While multiple lines of evidence implicate the 5-HT1A receptor in the pathophysiology of anxiety and depression as well as in the mechanism of action of anxiolytics/antidepressants, its relevance to the therapeutic effectiveness of these drugs has been a matter of considerable debate (for review see Griebel, 1995; Hensler, 2003; Hjorth et al., 2000; Lesch et al., 2003). In the current issue of the International Journal of Neuropsychopharmacology, however, both Serretti et al. (2004) and Lemonde et al. (2004) make a strong argument for contribution of a functional 5-HT1A receptor gene variant in the pharmacogenetics of antidepressant treatment with prototypic tricyclics and selective serotonin reuptake inhibitors (SSRIs). Furthermore, the third study in this series by Huang and associates (2004) reveals an association of allelic variation of 5-HT1A receptor expression in a wide spectrum of psychopathology including schizophrenia, substance abuse, and panic disorder. Not unexpectedly, the failure to detect a consistent effect of this gene variation on 5-HT1A receptor functionality in the mature brain as indicated by both receptor binding in post-mortem brain and in-vivo receptor responsivity further supports a critical role of the 5-HT1A receptor in engineering neurodevelopmental processes which may have the potential to set the stage for the brain's permissiveness for psychopathology in later life. The availability of an increasing number of functional gene variants within the serotonergic pathway together with integration of emerging concepts of developmental genetics of complex traits will provide the groundwork for the molecular dissection of syndromal dimensions and treatment response.

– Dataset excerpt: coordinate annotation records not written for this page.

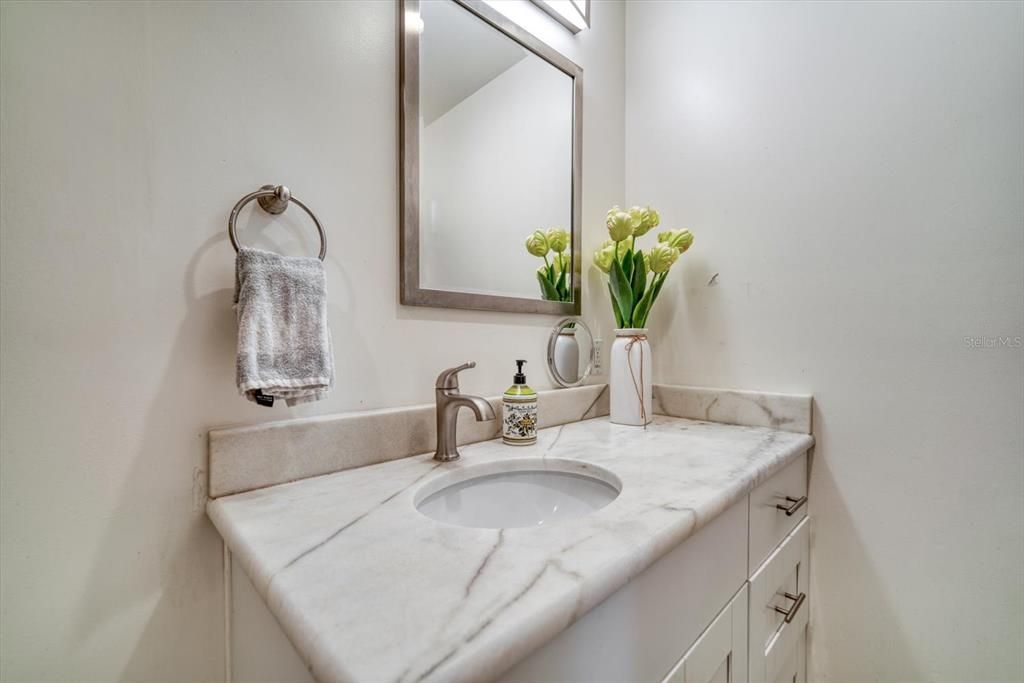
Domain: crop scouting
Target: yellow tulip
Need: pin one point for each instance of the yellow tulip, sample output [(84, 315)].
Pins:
[(620, 226), (680, 240), (604, 256), (558, 240), (537, 244), (662, 256), (561, 261), (649, 219)]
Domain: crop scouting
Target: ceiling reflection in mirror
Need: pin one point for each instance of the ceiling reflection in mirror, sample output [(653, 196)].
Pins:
[(496, 164)]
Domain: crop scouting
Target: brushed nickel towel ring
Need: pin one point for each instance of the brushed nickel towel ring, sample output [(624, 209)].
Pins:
[(273, 199)]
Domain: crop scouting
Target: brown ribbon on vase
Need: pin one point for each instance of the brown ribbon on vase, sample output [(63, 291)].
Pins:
[(634, 339)]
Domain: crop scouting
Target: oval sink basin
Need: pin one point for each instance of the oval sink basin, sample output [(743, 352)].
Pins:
[(511, 494)]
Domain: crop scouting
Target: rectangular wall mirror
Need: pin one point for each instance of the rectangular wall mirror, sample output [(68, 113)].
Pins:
[(491, 152)]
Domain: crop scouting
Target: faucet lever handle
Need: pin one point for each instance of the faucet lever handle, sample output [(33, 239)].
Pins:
[(449, 379)]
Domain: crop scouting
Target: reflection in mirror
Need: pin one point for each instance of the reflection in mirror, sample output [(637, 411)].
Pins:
[(496, 154), (570, 352), (495, 161)]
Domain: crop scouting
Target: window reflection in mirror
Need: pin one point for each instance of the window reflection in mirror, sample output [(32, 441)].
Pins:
[(496, 155)]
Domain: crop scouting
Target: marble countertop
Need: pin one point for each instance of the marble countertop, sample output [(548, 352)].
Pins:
[(370, 590)]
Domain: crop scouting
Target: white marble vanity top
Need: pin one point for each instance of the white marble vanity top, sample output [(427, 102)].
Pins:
[(369, 590)]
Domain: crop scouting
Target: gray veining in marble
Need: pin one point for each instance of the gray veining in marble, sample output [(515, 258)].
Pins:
[(778, 411), (247, 458), (369, 590)]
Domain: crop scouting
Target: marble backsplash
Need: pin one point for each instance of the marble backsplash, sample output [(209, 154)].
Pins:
[(267, 454)]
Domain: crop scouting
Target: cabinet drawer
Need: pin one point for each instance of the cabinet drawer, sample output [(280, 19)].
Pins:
[(780, 584), (720, 653), (769, 524)]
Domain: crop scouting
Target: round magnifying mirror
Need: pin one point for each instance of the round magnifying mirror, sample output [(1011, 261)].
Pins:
[(570, 352)]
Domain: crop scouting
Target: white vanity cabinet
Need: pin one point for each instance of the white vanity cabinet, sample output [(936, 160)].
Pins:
[(669, 624), (720, 653)]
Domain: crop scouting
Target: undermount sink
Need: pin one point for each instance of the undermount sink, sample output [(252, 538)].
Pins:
[(528, 492)]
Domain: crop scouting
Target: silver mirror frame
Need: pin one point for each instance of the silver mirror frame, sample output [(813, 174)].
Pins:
[(409, 95), (552, 370)]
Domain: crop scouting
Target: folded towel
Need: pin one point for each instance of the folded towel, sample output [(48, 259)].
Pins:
[(284, 339)]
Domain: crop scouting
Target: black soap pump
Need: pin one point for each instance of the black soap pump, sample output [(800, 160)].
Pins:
[(519, 411)]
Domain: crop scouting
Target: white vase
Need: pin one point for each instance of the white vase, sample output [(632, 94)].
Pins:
[(631, 374), (566, 355)]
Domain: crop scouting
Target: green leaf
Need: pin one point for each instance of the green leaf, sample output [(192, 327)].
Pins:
[(561, 287), (622, 292), (647, 302), (547, 289), (639, 275), (628, 265), (614, 307)]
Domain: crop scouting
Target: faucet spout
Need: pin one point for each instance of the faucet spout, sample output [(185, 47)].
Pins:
[(481, 408), (449, 401)]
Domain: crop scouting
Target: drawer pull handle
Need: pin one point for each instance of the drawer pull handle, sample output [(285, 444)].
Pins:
[(798, 601), (796, 504)]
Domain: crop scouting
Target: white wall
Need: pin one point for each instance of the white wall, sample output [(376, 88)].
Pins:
[(508, 140), (128, 131), (853, 172)]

See Huang et al. (this issue). Human 5-HT1A receptor C(−1019)G polymorphism and psychopathology; Lemonde et al. (this issue). Association of the C(−1019)G 5-HT1A functional promoter polymorphism with antidepressant response; Serretti et al. (this issue). The C(−1019)G polymorphism of the 5-HT1A gene promoter and antidepressant response in mood disorders: preliminary findings.